Scale for length, default as 1, refers to 2d-digitization, otherwise implement 1d-digitization.

verbose - int, default=1

Verbosity mode, control logs print, default as 1; print logs.

max_len - int, default=-1

The max length for each segment, optional choice for compression.

return_list - boolean, default=True

Whether to return with list or not, “False” means return string.

n_jobs - int, default=-1

The number of threads to use for the computation. -1 means no parallel computing.

Attributes

parameters - Model

Contains the learnable parameters from the in-sample data.

Attributes: * centers - numpy.ndarray

the centers calculated for each group formed by aggregation

  • splist - numpy.ndarray

    the starting point for each group formed by aggregation

  • alphabetsap - dict

    store the oen to one key-value pair for labels earmarked for the groups and the corresponding character

string_ - str or list

Contains the ABBA representation.

  • In addition to fit_transform, the compression and digitization functions are independent applicable to data.

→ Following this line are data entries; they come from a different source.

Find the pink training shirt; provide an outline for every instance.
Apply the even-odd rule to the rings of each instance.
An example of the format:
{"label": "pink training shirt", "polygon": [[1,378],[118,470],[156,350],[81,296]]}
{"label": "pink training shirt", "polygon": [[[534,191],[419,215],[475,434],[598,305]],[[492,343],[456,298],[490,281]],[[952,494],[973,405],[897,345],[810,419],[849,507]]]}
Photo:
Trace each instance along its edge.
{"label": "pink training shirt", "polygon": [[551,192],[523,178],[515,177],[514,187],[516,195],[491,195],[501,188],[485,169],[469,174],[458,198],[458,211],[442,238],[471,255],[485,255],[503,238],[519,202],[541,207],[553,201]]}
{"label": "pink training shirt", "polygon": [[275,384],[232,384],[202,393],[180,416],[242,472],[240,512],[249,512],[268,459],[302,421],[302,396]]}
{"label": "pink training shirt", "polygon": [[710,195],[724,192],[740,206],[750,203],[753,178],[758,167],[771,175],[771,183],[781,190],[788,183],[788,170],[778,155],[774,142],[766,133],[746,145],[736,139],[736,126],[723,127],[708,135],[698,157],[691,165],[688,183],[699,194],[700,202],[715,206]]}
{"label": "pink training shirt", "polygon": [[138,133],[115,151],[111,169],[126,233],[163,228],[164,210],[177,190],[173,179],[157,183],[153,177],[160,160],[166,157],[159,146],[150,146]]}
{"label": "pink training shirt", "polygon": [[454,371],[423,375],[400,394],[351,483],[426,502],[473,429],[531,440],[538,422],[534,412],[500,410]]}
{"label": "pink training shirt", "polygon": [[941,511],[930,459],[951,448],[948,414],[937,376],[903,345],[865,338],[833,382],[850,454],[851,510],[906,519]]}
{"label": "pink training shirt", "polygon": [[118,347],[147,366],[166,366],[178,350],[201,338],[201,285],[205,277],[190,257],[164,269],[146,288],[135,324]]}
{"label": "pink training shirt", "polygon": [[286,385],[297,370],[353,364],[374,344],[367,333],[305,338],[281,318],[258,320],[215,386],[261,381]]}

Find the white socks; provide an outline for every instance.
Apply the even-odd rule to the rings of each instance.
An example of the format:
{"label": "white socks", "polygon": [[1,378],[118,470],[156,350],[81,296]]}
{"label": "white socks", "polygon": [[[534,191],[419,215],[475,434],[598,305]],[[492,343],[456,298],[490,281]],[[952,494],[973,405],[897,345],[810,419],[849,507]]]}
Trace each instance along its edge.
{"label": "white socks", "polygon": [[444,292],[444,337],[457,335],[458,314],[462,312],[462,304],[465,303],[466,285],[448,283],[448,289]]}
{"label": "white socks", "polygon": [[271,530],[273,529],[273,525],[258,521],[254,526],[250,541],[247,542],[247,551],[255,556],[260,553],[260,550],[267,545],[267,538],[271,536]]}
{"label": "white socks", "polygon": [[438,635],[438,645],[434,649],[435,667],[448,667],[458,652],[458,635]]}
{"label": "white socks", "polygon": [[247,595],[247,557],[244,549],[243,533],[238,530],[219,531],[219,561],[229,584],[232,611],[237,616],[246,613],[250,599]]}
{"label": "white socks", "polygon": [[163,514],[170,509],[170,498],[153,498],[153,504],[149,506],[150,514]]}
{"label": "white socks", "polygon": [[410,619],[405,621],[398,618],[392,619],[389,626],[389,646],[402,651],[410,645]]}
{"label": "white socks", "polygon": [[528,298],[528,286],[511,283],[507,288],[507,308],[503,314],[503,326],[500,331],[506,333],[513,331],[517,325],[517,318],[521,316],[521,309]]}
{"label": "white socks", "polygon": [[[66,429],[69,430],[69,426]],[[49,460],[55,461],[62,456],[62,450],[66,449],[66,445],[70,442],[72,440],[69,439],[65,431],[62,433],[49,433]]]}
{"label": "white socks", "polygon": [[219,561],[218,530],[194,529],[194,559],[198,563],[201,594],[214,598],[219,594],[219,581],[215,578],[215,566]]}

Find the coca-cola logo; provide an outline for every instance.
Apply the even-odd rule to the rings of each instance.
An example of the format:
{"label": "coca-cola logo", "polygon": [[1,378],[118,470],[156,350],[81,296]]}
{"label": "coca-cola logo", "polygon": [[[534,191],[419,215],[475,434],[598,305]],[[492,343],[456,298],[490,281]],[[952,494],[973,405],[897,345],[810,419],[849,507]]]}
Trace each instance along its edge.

compress(series, fillm='bfill')[source]

Compress time series.

Parameters

series - numpy.ndarray or list

Time series of the shape (1, n_samples).

fillm - str, default = ‘zero’

Fill NA/NaN values using the specified method. ‘Zero’: Fill the holes of series with value of 0. ‘Mean’: Fill the holes of series with mean value. ‘Median’: Fill the holes of series with mean value. ‘ffill’: Forward last valid observation to fill gap.

If the first element is nan, then will set it to zero.

‘bfill’: Use next valid observation to fill gap.

If the last element is nan, then will set it to zero.

digitize(pieces, alphabet_set=0)[source]

Greedy 2D clustering of pieces (a Nx2 numpy array), using tolernce alpha and len/inc scaling parameter scl. A ‘temporary’ group center, which we call it starting point, is used when assigning pieces to clusters. This temporary cluster is the first piece available after appropriate scaling and sorting of all pieces. After finishing the grouping procedure, the centers are calculated the mean value of the objects within the clusters.

Parameters

pieces - numpy.ndarray

The compressed pieces of numpy.ndarray with shape (n_samples, n_features) after compression.

alphabet_set - int or list

The list of alphabet letter.

Returns

string - str or list)

String sequence.

parameters - Model

The parameters of model.

fit(series, fillm='bfill', alphabet_set=0)[source]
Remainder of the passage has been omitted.